Some ad-removing proxies (basically the exact opposite of Superfish?) and antivirus need to do MITM on SSL as otherwise they would be completely ineffective against ads or malware served via SSL.
> otherwise they would be completely ineffective against ads or malware served via SSL.
That's certainly false. HTTPS does not encode the routing headers, so it's still possible to block all traffic foreign to the host (or coming from a list of suspected malaware/add domains) without decoding the packets.
a) You block post and get requests that go to external domain's which are either blacklisted or non-whitelisted.
a) services hosted on AWS still have specific ips or ip ranges tied to domain names, so even if doubleclick is hosted on AWS there should be no problem ban-listing it.
example:
HTTPSwitchboard works quite well with some tuning without any MiTM proxying - as a matter of fact, I'm not sure what you would even gain from MiTM proxying, if an authenticated host wants to serve you malicious content they don't need to cross-domain reference, and you won't be able to distinguish it from non-malicious content.
Proxying and decoding content at some point prior to final destination may be useful in certain very specific cases, but generally it's unnecessary and leads to more dangerous failure modes.
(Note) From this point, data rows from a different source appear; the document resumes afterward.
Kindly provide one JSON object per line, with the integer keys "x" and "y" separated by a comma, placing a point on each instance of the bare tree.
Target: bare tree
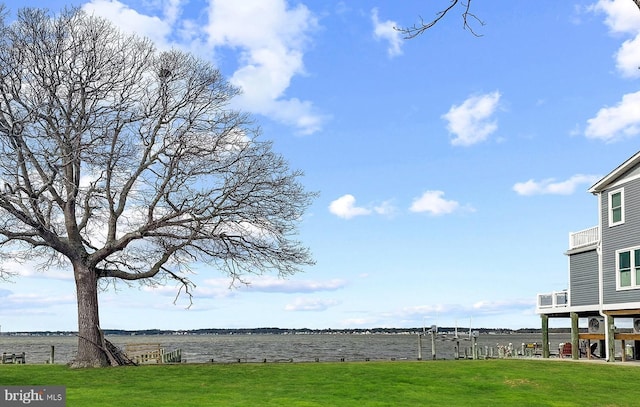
{"x": 467, "y": 16}
{"x": 127, "y": 164}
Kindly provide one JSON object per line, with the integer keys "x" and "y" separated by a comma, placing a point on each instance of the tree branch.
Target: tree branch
{"x": 418, "y": 29}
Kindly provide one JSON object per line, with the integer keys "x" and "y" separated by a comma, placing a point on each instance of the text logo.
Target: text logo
{"x": 40, "y": 396}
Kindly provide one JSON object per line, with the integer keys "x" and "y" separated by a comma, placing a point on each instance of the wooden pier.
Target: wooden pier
{"x": 149, "y": 353}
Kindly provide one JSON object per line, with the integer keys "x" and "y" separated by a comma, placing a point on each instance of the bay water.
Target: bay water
{"x": 283, "y": 348}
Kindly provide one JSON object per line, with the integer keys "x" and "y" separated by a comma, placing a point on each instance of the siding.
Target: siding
{"x": 620, "y": 237}
{"x": 583, "y": 278}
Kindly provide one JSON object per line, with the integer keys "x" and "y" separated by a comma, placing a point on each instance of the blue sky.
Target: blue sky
{"x": 451, "y": 168}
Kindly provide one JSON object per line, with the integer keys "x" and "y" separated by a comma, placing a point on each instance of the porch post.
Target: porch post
{"x": 545, "y": 335}
{"x": 575, "y": 336}
{"x": 611, "y": 339}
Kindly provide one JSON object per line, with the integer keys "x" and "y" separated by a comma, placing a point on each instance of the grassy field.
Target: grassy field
{"x": 434, "y": 383}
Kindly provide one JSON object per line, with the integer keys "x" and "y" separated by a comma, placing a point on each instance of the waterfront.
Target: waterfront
{"x": 279, "y": 348}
So far I haven't seen a typical use-case for it explained, which cannot be achieved with other methods.
if an authenticated host wants to serve you malicious content they don't need to cross-domain reference, and you won't be able to distinguish it from non-malicious content.
The point is that the MITM proxy can scan the traffic for malicious content and block it before e.g. it reaches a browser. HTTPSwitchboard works only in the browser, but that might be too late if it's a browser exploit on a new domain... or a browser that you cannot modify easily, like the embedded ones in various "smart" devices.
> The point is that the MITM proxy can scan the traffic for malicious content and block it before e.g. it reaches a browser.
The difficulty is identifying the malicious traffic in an automated way, your own machine can scan it to - but most likely your browser is already patched for known vulnerabilities (maybe if someone is still running old IE versions in your office this could be beneficial).
Secondly, you don't need to proxy to scan malicious sites, if you have a dedicated machine (or third-party service) that sees an outgoing request and if the address is not in it's safe-list, it tests that request by duplicating it (you can have a netfilter hook in your firewall blocking packets from 'non-safe' sites or delaying for validation from the dedicated device/service). This doesn't require a MiTM proxy in the SSL connection.
The SSL connection MiTM as far as I understand is only necessary if you want to check for malicious data being injected into an authenticated, non-publicly accessible site or form. Having one dedicated device which is re-routing office traffic through it's own SSL cert means that if that single device is compromised, so is the entire network.
Is it true that an antivirus program like Microsoft Security Essentials installs a cert into the system cert store in order to MITM all network traffic?